This article is more than 6 years old

Graduate Labour Market Survey 2017

David Kernohan takes a look at the 2017 Graduate Labour Market Survey, published in April 2018.
This article is more than 6 years old

David Kernohan is Deputy Editor of Wonkhe

The Graduate Labour Market Survey (GLMS) is a graduate salary monitoring dataset from a more elegant age. Eschewing the experimental big data method of the Longitudinal Education Outcomes (LEO) dataset, it uses a considered and defensible approach via the wider Labour Force Survey (LFS) to cast light on the outcomes and average earnings of all graduates within a given age range.

Employment rates

For 2018, we see guardedly good news. Graduate employment continues the slow rise from the depths of the 2008 financial crisis, and there is corresponding growth in high-skilled employment. Graduate outcomes continue to look rosy when seen against comparable non-graduates.

Covering England only, we’re provided with quarterly destinations for two demographic slices of graduates:

  • Aged 21-30: Covering what could fairly be described as “recent graduates”
  • Aged 16-64: All graduates of working age

With GLMS we can also compare undergraduates (UG) with non-graduates (NG) and post-graduates (PG) of comparable ages. This first chart shows employment, high-skill employment, and unemployment rates – you can filter to see different cohorts, and switch between the two age ranges.

Demographic splits

The following dashboard allows you to see a range of data about first degree graduates with particular demographic or study characteristics. Again, you can filter between the two age ranges as you examine median salary, employment and skilled employment rates, unemployment, and inactivity rates by:

  • Degree class
  • Disability
  • Ethnicity
  • Subject Group: STEM, LEM (Law, Economics, Maths), and OSSAH (other Social Sciences, Arts and Humanities)
  • Occupation (derived from SOC codes)
  • Industry (from the LFS user guide)
  • Region (in which a graduate is living)

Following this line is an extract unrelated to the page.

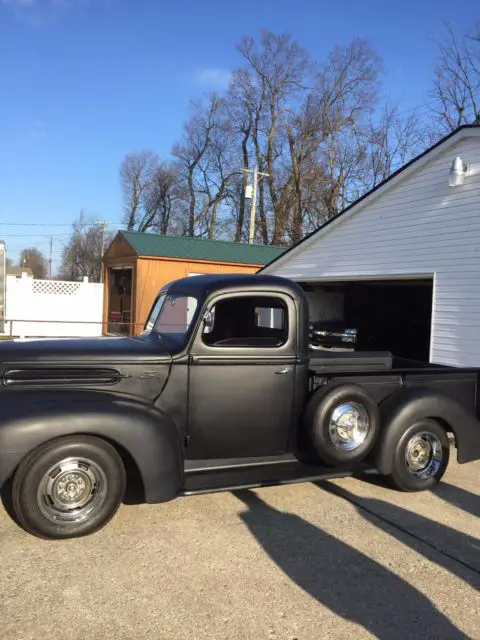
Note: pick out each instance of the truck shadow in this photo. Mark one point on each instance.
(460, 498)
(348, 582)
(442, 545)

For each of these, a zero value means that no data is available for what you are looking at (I’d recommend you view this one full screen).

There’s a good illustration of a London effect on salary, and a London and South East effect on employment. One interesting statistical artefact is that for the 16-64 age group graduates with second-class degrees earn more than those with first-class degrees!


LEO, in contrast with GLMS, looks at a particular cohort of graduates from a single year, but gathers as much data as possible for them from HMRC tax returns. This approach has strengths – the sheer volume of data for one, and the (eventual) ability to track individual cohorts across multiple years. But it also has weaknesses – the sheer volume of data and its raw nature mean that a casual reader can be given an unfair impression of exactitude.

The GLMS sampling methodology allows us to be more confident about how representative the data is – it has been weighted and controlled to a very high standard via the annually updated LFS protocol. The data is carefully caveated and presented at a usable level of abstraction.

It’s not that one is better than the other, it’s just that they do very different things. But, for me, GLMS is a well-designed temperature check on graduate performance in the job market – whereas LEO (even given all of the big data mystique) requires we set our own caveats and assumptions carefully.